In 1989, WQWK (then broadcasting on 96.7 FM with a Top 40/CHR format) had a frequency switch to 97.1 FM. Shortly thereafter, the station format flipped to classic rock and the slogan changed to become "Lion Country's Home of Rock n' Roll". Today, classic rock is available with WBUS.

In 1993, then-WQWK owner TMZ Broadcasting acquired WIYQ (now WRKW) in Ebensburg from the Allegheny Mountain Network.

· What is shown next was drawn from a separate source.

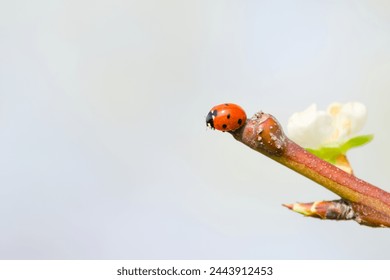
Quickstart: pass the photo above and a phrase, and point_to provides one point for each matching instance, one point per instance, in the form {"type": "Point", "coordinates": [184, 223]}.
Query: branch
{"type": "Point", "coordinates": [368, 205]}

TMZ dropped WIYQ's satellite-delivered oldies format to simulcast WQWK's programming over WIYQ, which took the call sign WQKK and the "Quick Rock" moniker.

In 2004, WQWK moved to 98.7 FM.

In 2006, WQWK moved to 103.1 FM, which was previously held by WBHV-FM.

When Forever Broadcasting took the station off-air in favor of talk radio, the WQWK call sign was moved to Forever's ESPN 1450, most likely just in case they ever decided to resurrect the station at a later date, but Magnum decided they could relaunch the station without its heritage calls and so one month to the day after the station went silent, it was reborn in a new spot on the dial.

Effective August 31, 2020, Magnum Broadcasting sold WQCK, two sister stations, and a translator to Jeffry and Mark Schlesinger's Schlesinger Communications, Inc. for $1.05 million.

In September 2022, WQCK-FM1 was surrendered to the FCC

On April 21, 2023, the station reinstated the WQWK call sign as it had become available after a market shakeup whereby Seven Mountains Media, who'd acquired the former Forever Broadcasting stations, ceased use of it in the market.